Ten generously portioned entrees wrap it up, with prices from $14 (for a veggie mac’n’cheese) to $21 (for the Tavern surf and turf, a seared garlic marinated sirloin with seared lump-crab cake).
It’s an impressive selection, and everything we ordered for takeout scored, not only for preparation and flavor but because the sturdy black-and-clear plastic clamshell boxes kept our food hot all the way home … and yet, mysteriously, also kept a burger pink in the middle.
If you don’t think portobello mushrooms can be turned into tasty fries, you haven’t tried Hillcrest’s thickly hand-breaded treats ($9). An entree-size appetizer, it included a dozen thick portobello slices the size of Indi’s potato wedges, each dredged in seasoned flour and and deep-fried crisp. The crunchy coating and the tender mushroom within made a winning combination. It came with small tubs of creamy, tongue-tingling horseradish and chipotle ranch sauces.
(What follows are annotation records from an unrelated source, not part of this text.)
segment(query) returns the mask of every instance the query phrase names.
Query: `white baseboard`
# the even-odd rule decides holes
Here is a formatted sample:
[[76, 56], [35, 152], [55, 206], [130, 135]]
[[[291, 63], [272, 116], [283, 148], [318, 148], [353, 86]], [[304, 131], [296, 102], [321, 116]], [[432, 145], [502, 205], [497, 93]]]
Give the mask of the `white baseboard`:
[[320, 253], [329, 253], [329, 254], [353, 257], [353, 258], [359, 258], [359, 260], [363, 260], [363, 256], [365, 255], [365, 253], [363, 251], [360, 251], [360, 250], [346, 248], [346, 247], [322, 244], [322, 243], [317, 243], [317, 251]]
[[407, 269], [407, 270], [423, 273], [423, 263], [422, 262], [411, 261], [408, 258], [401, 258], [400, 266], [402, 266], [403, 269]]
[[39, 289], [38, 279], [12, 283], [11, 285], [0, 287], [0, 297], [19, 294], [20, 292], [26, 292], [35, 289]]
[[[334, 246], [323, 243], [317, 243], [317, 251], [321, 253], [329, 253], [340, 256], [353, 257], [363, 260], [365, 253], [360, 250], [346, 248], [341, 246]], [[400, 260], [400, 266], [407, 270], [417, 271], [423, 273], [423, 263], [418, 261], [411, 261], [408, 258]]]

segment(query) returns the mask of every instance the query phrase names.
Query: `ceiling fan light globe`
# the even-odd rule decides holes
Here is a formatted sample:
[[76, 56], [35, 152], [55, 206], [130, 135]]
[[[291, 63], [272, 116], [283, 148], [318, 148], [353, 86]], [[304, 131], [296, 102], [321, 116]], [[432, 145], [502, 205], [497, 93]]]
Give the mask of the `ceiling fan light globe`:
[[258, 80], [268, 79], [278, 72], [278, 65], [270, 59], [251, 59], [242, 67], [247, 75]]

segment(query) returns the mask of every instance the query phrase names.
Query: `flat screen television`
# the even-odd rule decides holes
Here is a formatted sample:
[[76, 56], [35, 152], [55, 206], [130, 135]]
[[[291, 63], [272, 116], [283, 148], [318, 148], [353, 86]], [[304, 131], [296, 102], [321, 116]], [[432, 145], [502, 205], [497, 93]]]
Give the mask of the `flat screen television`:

The rye patty melt ($13), pictured at the top of the page, was outstanding. Two thick ovals of quality marble rye sandwiched a thick, juicy, and tender beef burger that was still warm and touched with pink on the inside, with a nicely browned crunchy-crisp exterior. The mild swiss cheese on top was melted by the heat of the burger, and the bread had been spread with a thin schmear of what Russian dressing. It came with a free side of excellent french fries, long, thin and crisp.
Mac & cheese is another favorite comfort food, and it gets even more interesting when you mix in tasty goodies. Hillcrest offers it two ways: Tex-Mex style ($16) with spicy ancho chile ground beef, jack cheese, and poblano corn relish; and our pick, a warm and filling veggie version ($14), which was outrageously good. Bite-size ridged pasta shells were cloaked in a rich, creamy, gently tangy cheddar and cream cheese sauce with fresh, small tomato dice and caramelized onions, and four more delicious portobello fries on top!
An excellent takeout diner dinner came to a reasonable $36, plus an $8 tip.